I think teachers in Ontario need to lighten up a little, so I’m doing what every millennial does and I’m starting a blog about it. I’ll admit right now that I don’t really know how to blog and I actually find the word blog kind of annoying, but I have this intense need to share my experiences with other teachers. After another long contract negotiation battle in which the government played public opinion like a finely tuned fiddle, educators around the province are feeling a little disillusioned about just how much anyone even values this job anymore. Teachers used to be heralded as mentors and role models, encouraging youth to reach for the stars and become the best they can be and blah blah blah aspire. Welp, it seems that those days are dying. The sad truth is that the students don’t know how to value us (not enough perspective), the public doesn’t want to value us (not as gratifying as resenting us), and the government doesn’t care to value us (not enough return).
So we need to start rediscovering the value ourselves. And I think that a lot of the value comes from those tiny, day-to-day moments that we witness in the adult isolation of our classrooms; those moments that my current principal files under: “Yep – that just happened.” Those moments in which we witness children discovering that real lessons are actually learned in a way that is backwards to how we lesson plan : first the experience, and then the (often painful) understanding.

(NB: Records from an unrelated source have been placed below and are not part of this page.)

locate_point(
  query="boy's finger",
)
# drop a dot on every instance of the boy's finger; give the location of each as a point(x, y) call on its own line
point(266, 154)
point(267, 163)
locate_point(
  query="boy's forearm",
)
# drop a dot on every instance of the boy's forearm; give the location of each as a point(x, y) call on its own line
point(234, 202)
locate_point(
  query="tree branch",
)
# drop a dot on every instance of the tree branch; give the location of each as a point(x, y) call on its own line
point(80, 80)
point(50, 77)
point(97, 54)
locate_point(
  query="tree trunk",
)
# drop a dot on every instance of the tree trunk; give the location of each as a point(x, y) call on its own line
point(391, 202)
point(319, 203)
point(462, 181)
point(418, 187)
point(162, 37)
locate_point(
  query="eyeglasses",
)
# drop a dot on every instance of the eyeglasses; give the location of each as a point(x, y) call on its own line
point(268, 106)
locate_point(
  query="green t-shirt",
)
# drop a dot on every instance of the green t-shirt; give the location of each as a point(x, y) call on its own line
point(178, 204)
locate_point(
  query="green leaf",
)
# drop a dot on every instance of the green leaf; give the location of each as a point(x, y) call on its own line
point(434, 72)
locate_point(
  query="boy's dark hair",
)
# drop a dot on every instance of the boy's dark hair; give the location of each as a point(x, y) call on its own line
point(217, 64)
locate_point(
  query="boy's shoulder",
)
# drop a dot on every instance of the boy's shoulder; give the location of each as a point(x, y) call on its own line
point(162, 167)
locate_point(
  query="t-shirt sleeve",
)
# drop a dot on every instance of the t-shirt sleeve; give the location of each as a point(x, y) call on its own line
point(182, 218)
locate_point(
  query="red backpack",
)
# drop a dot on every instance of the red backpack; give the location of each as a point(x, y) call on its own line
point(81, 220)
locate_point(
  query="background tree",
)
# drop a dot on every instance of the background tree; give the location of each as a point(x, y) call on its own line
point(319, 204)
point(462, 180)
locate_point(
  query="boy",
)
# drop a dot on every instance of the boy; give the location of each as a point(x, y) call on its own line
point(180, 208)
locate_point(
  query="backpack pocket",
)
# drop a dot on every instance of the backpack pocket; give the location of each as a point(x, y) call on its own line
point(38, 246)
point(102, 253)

There are no practice questions before someone asks you if you can swallow a battery. Usually these lessons are pretty hilarious – but only in hindsight.
It’s easy for us teachers to feel alone and disconnected from the larger picture of education as we sweat out poorly conceived math lessons for an audience of ambivalent tweens. Spending extended periods of time with children and teenagers causes us to lose our sense of what reasonable behaviour even looks like. When a student is acting out or being just plain – for truly a lack of a better word – ridonkulous, I find myself immediately turning the blame inward, wondering how I failed to predict and deter the situation that is inspiring such an outrageous level of ridonk. I feel a deep, overwhelming sense of responsibility for every single event that transpires in the four walls of my classroom, and that, fellow teachers, is just as ridonkulous as the twelve-year-old kid who decides to try swallowing a battery.
Combine the isolated but intense nature of our job with relentless public criticism and you have a recipe for weary educators. So join me as I reflect on this career, and help me find value in it by sharing in my foibles and misadventures in the classroom. And hopefully, by reading my posts, you’ll feel a little less alone and a little more okay about your job.